Why is killing fewer crabs the answer?  Because in 1987, cold water cut egg production from over 50,000 eggs/sq meter to 50,000 eggs/sq meter, five times more eggs than we have now in a good year.  If more crabs were spawning, the egg’s densities would still be enough to fulfill the bird’s needs regardless of normal fluctuations in water temperature.

Why keep killing crabs?

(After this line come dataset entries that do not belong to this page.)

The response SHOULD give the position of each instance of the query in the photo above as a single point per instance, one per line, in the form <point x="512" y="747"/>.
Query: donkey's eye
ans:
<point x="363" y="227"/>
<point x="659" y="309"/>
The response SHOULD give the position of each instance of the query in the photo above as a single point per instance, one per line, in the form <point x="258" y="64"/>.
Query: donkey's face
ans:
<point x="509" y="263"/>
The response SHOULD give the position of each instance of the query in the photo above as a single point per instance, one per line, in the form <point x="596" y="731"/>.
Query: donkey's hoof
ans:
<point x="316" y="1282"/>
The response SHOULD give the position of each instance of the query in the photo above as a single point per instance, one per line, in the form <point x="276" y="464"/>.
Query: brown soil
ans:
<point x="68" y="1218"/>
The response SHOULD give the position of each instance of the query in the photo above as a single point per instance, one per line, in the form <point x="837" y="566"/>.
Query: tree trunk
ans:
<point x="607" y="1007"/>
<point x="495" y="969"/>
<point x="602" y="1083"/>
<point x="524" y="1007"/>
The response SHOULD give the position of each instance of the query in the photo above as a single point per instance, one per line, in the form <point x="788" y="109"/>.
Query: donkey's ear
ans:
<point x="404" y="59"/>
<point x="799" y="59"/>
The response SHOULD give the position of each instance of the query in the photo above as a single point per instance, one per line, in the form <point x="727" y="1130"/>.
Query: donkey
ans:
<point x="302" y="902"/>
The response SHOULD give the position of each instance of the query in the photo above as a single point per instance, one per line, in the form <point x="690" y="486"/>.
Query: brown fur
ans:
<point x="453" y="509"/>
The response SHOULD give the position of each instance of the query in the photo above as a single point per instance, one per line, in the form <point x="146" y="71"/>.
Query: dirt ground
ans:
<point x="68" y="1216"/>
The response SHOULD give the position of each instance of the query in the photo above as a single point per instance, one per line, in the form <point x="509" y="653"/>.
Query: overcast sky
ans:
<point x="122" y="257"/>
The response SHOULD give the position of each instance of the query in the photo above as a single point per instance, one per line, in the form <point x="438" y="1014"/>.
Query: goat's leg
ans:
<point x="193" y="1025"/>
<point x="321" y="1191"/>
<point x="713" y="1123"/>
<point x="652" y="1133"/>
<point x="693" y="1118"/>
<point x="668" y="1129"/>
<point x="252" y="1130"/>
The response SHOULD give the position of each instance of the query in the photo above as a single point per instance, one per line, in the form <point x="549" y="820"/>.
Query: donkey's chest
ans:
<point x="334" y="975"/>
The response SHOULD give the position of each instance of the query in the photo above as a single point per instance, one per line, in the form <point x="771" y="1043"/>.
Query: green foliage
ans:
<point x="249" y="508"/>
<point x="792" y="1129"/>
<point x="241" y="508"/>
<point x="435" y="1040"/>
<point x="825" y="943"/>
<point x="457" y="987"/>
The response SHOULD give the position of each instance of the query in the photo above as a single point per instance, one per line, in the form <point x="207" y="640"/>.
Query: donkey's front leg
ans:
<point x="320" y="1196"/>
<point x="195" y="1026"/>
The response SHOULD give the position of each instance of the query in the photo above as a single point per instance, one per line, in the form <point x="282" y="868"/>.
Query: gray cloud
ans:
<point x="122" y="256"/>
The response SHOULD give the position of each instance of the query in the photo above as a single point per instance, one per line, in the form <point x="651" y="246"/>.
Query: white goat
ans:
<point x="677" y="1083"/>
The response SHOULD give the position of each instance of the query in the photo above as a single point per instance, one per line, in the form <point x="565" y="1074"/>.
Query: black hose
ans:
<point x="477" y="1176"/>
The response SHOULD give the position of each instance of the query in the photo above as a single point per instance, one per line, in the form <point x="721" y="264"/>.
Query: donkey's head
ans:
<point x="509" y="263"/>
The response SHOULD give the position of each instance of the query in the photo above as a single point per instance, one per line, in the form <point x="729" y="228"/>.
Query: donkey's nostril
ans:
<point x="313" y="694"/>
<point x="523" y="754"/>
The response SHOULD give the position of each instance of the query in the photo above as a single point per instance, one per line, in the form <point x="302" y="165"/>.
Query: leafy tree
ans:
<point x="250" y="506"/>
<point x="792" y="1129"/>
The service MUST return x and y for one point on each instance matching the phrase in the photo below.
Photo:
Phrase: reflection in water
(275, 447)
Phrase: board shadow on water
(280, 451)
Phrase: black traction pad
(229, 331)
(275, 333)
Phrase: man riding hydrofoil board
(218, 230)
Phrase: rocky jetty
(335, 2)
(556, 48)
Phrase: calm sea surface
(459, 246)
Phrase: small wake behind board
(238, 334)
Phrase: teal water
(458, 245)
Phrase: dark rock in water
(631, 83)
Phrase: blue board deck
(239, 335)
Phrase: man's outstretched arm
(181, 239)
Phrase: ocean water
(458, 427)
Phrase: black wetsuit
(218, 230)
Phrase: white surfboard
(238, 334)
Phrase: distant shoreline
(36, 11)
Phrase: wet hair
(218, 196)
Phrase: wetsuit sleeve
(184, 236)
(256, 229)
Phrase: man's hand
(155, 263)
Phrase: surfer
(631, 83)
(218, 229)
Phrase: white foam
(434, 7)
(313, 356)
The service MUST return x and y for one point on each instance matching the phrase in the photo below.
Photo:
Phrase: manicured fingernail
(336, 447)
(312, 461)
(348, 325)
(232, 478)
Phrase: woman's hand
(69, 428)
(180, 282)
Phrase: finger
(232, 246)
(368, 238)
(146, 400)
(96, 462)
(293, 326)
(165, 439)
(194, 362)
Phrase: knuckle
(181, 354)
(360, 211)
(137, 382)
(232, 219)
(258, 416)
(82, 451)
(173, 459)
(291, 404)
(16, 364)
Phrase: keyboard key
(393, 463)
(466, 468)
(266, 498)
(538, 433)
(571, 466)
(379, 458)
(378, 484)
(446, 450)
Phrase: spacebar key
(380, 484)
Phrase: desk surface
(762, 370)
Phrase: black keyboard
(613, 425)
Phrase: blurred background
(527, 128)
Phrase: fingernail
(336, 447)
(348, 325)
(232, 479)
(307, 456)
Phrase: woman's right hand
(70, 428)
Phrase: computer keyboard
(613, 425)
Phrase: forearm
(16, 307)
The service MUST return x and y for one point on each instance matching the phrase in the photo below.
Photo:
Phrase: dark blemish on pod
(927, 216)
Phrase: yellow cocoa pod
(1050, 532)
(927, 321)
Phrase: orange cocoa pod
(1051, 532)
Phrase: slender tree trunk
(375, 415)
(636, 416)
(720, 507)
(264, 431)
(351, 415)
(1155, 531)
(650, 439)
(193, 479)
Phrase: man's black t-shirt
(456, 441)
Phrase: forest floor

We waste them as bait for declining or overfished populations of eels and conch.   At least the eel should be protected, and other baits can work anyway.  The blood companies refused to back synthetic lysate and instead gobble up profits using crab blood for manufacturing a product that can be made in a lab.

 

We conduct a second baywide count tomorrow, the 26th, but birds have been leaving the bay, and the count may be lower.

We trapped twice over the last four days capturing red knots, turnstones, and sanderlings.  The bird’s weights are building nicely.  A catch yesterday, May 23, showed many sanderlings weighing in over 80 grams, the threshold needed to reach the Arctic and breed successfully.  About 3/4 of the Turnstone also weighed in above thier threshold of 155 grams.  We attempt a knot catch today to find out how knots are faring.

Average Weights of Red knot caught by the NJ Team.
Average Weights of ruddy turnstones caught by the NJ Team.
Average Weights of sanderling caught by the NJ Team.

 

The reason for the excellent weights is good egg densities.  Water temperatures this year were nearly perfect.  The bay warmed early, spurring horseshoe crab spawning early in May.  Early spawning helped build eggs in the sand before birds arrived.  The spawn continued and peaked with the new moon of May 19.  Even now, on the 25th, the spawn continues.

Next Update

The NJ Shorebird team after the ruddy turnstone and sanderling catch. From the right Gwen Binsfeld, Barrie Watts, Jack Mace, Jeannine Parvin, Lisa Kercher, Stephanie Feigin, Susan MOody, Ren Monte, Charles Duncan, Joanna Burger, Mike Gochfield, Anna Ausems, Larry Niles and Mandy Dey ( where is Humphrey Sitters?)